Networking and Cybersecurity


Scientific Experiment Modeling

Valid scientific experiments are required to accurately evaluate and assess networking systems. Conducting these experiments necessitates modeling multiple complex network, environmental, traffic, and behavioral effects and systems. Unfortunately, the majority of experimenters are not experts in all the domains required to conduct these types of experiments. For example, an expert in loss-resilient transport protocols may not be an expert in generating accurate loss and jitter models for evaluation. Technologies must be made available that can help capture the knowledge of one dolman expert and enable another to utilize it without becoming an expert themselves.
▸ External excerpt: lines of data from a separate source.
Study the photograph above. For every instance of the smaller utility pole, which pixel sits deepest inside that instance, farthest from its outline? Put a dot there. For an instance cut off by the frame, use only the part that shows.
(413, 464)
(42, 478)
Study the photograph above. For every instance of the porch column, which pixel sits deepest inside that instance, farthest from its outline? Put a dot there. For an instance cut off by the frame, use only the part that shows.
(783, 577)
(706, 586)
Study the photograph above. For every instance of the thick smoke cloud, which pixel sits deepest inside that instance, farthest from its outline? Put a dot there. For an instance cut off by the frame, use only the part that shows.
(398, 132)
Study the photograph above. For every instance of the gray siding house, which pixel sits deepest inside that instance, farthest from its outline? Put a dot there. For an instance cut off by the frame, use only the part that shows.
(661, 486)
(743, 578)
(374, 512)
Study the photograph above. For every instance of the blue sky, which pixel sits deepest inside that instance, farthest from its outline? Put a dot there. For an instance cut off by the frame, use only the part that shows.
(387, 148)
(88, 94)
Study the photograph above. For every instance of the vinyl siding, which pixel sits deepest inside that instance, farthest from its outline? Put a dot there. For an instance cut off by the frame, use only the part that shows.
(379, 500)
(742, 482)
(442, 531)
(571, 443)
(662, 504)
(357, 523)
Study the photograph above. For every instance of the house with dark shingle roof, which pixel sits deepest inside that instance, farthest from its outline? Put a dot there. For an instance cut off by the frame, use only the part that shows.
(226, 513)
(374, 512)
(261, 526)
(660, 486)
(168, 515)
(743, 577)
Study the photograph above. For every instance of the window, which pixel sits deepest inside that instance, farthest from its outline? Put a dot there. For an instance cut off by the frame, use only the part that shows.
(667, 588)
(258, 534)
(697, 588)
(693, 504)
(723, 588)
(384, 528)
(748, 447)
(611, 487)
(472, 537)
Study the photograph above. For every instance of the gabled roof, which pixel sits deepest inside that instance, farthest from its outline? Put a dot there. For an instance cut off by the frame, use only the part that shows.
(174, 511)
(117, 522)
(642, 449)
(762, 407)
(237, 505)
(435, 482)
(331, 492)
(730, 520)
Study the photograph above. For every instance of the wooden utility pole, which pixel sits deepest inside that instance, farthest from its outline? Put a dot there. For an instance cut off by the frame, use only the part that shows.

The Networking and Cybersecurity Division has undertaken a significant research effort to address this issue. Part of this effort is the design of a system which enables modeling experts to contribute tools that are easily usable by other experimenters. Experimenters search through the repository to find modeling capabilities for their specific needs. Additionally, other experts can use these tools to generate models of their specific corner of a field and contribute those models back to the ecosystem. For example, an engineer at CenturyLink could generate a model for their network using the available modeling tools. This enables an experimenter to evaluate their system on an accurate model of the CenturyLink network without requiring detailed knowledge of that network or the skills required to model it. 

Capturing and disseminating this knowledge is only part of the overall problem to be addressed. Experimenters must also be educated on what models are actually useful for their experiments. Experimenters typically use overly simplified models or desire perfect models—the former leading to invalid results and the latter being superfluous to the goals of the experiment. To this end, we are working with experimenters to help understand their experimental goals and constraints, and select appropriate models based on them. Our ultimate goal is to encode this information directly within the experiment description and have the experimental infrastructure engine suggest potential models that may satisfy the experimenters goals and constraints. Multiple research efforts within the Networking and Cybersecurity Division are exploring solutions to this problem in parallel.